Chloe Fugle (chloe.m.fugle.23@dartmouth.edu), 6/7/22, CS72 Final Project 

A searchable database of the Dartmouth College courses and their descriptions to allow students to more easily find classes related to their interests. The search uses a TF-IDF and WordNet algorithm to return the most relevant courses.  

### Instructions:  
To run the program, select Runtime -> Run all. Please note that due to the structure of the Dartmouth Timetable website, the program will take about 15 minutes to compile a searchable database.   
To avoid this wait time, a file "course_desc.txt" has been included with the submission. This file contains the scraped and processed text. Upload the file to the Google Colab runtime using the file icon to the left and run every cell except for the cell titled "Full web-scraper."  
Once the pre-processing functions have been run, the search function (the last cell) can be run as many times as desired to search for courses.
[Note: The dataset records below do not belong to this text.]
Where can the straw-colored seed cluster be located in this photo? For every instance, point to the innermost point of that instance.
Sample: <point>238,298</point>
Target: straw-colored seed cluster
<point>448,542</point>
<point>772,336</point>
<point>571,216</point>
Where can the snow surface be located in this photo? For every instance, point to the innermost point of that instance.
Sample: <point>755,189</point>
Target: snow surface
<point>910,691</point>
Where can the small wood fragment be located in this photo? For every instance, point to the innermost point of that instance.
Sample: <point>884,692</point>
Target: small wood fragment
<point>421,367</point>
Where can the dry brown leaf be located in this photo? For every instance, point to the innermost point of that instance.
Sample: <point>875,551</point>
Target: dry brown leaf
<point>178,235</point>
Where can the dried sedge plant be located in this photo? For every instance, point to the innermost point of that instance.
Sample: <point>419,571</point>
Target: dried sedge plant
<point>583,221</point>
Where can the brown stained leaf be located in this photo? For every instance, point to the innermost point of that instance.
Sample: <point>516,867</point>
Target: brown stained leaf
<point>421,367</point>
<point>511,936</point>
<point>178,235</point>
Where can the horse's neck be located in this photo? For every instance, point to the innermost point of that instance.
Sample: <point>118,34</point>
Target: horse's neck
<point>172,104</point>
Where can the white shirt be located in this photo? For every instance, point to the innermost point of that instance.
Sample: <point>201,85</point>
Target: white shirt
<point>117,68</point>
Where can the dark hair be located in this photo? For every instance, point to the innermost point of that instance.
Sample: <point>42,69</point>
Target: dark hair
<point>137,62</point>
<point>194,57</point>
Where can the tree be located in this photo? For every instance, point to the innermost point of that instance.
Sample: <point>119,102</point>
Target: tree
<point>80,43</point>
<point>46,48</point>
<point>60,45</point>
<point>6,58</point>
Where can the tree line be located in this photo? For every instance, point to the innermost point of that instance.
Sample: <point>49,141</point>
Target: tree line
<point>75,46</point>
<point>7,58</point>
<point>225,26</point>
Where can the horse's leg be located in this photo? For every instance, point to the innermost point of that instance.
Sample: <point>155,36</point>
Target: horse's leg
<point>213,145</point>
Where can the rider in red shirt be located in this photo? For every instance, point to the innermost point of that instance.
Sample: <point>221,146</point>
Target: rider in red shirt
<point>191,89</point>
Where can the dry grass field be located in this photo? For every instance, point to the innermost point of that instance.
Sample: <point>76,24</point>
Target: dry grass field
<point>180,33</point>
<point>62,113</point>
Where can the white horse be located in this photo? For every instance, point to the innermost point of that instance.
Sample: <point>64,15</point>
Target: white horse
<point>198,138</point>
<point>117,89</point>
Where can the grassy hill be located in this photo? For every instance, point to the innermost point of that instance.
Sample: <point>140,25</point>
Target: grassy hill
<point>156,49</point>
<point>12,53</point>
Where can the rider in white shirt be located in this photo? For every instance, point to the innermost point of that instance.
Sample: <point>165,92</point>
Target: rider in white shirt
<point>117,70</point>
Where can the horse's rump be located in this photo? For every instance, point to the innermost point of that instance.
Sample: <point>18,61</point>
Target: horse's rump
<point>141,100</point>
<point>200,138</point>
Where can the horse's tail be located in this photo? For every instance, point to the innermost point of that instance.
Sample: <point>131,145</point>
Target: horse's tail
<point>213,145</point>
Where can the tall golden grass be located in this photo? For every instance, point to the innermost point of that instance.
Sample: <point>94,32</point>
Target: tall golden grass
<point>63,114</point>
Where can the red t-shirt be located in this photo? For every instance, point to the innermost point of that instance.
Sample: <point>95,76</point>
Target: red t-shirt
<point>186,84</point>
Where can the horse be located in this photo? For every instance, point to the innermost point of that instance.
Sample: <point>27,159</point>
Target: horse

Courses are listed in order of relevance to the user's search.



In [17]:
# import necessary packages

import requests
from bs4 import BeautifulSoup
import re
import fileinput
from sklearn.feature_extraction.text import TfidfVectorizer
import pandas as pd
import nltk
from nltk.corpus import stopwords
nltk.download('stopwords')
from IPython.display import display
from sklearn.metrics import pairwise_distances
import numpy as np
from nltk.corpus import wordnet
nltk.download('wordnet')

cell_executed = False

[nltk_data] Downloading package stopwords to /root/nltk_data...
[nltk_data]   Package stopwords is already up-to-date!
[nltk_data] Downloading package wordnet to /root/nltk_data...
[nltk_data]   Package wordnet is already up-to-date!


In [10]:
# Fetches the HTML text of the information contained within the table of courses
# on the Dartmouth Timetable, found at https://oracle-www.dartmouth.edu/dart/groucho/timetable.display_courses
#
# input: none
# output: BeautifulSoup HTML object containing HTML text of all courses offered,
#     note: this includes the URL to the course description, but not the 
#           description itself

def get_data():
    trm = '202209' #22F
    url = "https://oracle-www.dartmouth.edu/dart/groucho/timetable.display_courses"
    payload = {
        'classyear' : '2008',
        'searchtype' : 'Subject Area(s)',
        'pmode' : 'public',
        'term' : '',
        'levl' : '',
        'fys' : 'n',
        'wrt' : 'n',
        'pe' : 'n',
        'review' : 'n',
        'crnl' : 'no_value',
        'termradio' : 'allterms',
        'terms' : '202209',
        'hoursradio' : 'allhours',
        'periods' : 'no_value',
        'subjectradio' : 'allsubjects',
        'depts' : 'no_value',
        'deliveryradio' : 'alldelivery',
        'deliverymodes' : 'no_value',
        'distribs_i' : 'no_value',
        'distribs_wc' : 'no_value',
        'distribradio' : 'alldistribs',
        'distribs' : 'no_value',
        'sortorder' : 'dept'
    }

    rdata = requests.post(url, data = payload) #sends search criteria to Timetable, recieves HTML
    soup = BeautifulSoup(rdata.text, features="lxml") #initializes LXML from above as soup object for searching

    datatable = soup.find('div', class_= 'data-table')
    
    return datatable

In [11]:
# Extracts course names and descriptions from the HTML text, creates a file
# containing one course name (whitespace) and course description on each line.
# Follows the link provided for each course to scrape the course description.
#   note: due to the structure of the Dartmouth Timetable, this function 
#         takes about 14 min to run
#
# input: BeautifulSoup HTML object containing the text of all courses offered
# output: file ("class-desc.txt") and dictionary containing the course and course descriptions

def make_list_file(datatable):

    timetable = open("timetable.txt", "w+")
    timetable.write(datatable.text)
    timetable.close()
    
    # group information about each course together in a dictionary
    i = 0   # file line number
    j = -1  # current class line number
    match = re.compile(r'202209').search
    class_dict = {}
    name_num_dict = {}
    temp_list = []
    class_name = ""
    timetable = open("timetable.txt", "r")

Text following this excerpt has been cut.